Distressed PGMs sector’s ‘crisis’ can be resolved – analyst – by Nomvelo Buthelezi (MiningWeekly.com February 8, 2013)

http://www.miningweekly.com/page/americas-home

The South African platinum mining industry – which hosts about 80% of the world’s resources – is in some distress, with the challenges it is experiencing including sluggish demand and significant amounts of the precious metal being brought back onto the market through recycling, increasing operating costs, greater stakeholder expectations, inadequate funds for capital expenditure projects and the need to improve extraction efficiencies as deposits are becoming deeper and more complex to mine.

But Cadiz Corporate Solutions mining and resources division manager Peter Major is adamant that “the platinum industry crisis” is not that bad, averring that “it is not a meltdown and there are ways through which the platinum industry can recover”.

He believes that the industry “can survive at the current platinum price of $1 700/oz. “The crisis can be resolved. The state of the industry is the result of a very positive macro environment – the industry grew too fast and, with the money that was coming in, overexpenditure took place,” Major tells Mining Weekly.

But professional services firm Deloitte’s Ebrahim Takolia stresses that companies need to assess all aspects of their operating costs and capital expenditure and improve extracting efficiencies, wherever possible, without compromising on safety, the long-term viability of platinum reserves or the industry.

As the industry is still reeling from events at Lonmin’s Marikana mine – where 34 striking mineworkers died in a standoff with police – picking up the pieces has become a more difficult task than had initially been envisaged.

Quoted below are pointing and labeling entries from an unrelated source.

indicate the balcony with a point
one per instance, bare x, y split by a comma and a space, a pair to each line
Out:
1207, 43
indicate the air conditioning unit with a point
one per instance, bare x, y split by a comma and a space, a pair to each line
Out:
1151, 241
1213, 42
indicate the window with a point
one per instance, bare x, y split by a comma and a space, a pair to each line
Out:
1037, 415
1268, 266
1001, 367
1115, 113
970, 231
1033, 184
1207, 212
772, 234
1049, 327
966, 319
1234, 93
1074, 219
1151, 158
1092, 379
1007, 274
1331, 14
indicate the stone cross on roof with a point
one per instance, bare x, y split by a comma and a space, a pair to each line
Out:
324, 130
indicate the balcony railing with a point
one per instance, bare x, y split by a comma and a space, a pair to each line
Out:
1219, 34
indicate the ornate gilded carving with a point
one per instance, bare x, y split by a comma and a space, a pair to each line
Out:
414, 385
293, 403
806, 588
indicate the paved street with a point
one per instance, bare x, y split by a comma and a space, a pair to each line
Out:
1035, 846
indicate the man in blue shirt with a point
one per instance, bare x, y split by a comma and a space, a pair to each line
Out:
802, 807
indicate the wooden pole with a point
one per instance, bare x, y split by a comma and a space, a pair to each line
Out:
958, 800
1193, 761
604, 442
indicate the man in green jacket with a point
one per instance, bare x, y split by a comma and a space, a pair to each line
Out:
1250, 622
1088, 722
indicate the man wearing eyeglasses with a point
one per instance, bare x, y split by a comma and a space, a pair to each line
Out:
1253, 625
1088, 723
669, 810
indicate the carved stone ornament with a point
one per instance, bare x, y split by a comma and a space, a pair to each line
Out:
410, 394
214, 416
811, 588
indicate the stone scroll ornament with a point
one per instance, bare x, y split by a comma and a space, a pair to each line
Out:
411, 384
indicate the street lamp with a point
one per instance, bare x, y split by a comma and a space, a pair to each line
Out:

The effects of the ‘successful’ labour negotiations, which saw the strikers being awarded hefty wage increases, with other mining houses following suit, will now take full effect. Number one platinum producer Anglo American Platinum has issued the first warning signs of buckling under the huge labour costs and other pressures: it has announced plans to close two mines, mothball four shafts, put a mine up for sale and shed 14 000 mining jobs.

“Ultimately, the years of above-inflation wage settlements have caught up with the industry and, for as long as companies are burning cash and mines are unprofitable, the industry will remain tentatively poised,” says SBG Securities PGM equities and commodities analyst Justin Froneman.

The industry has to deal with out-of- control cost increases.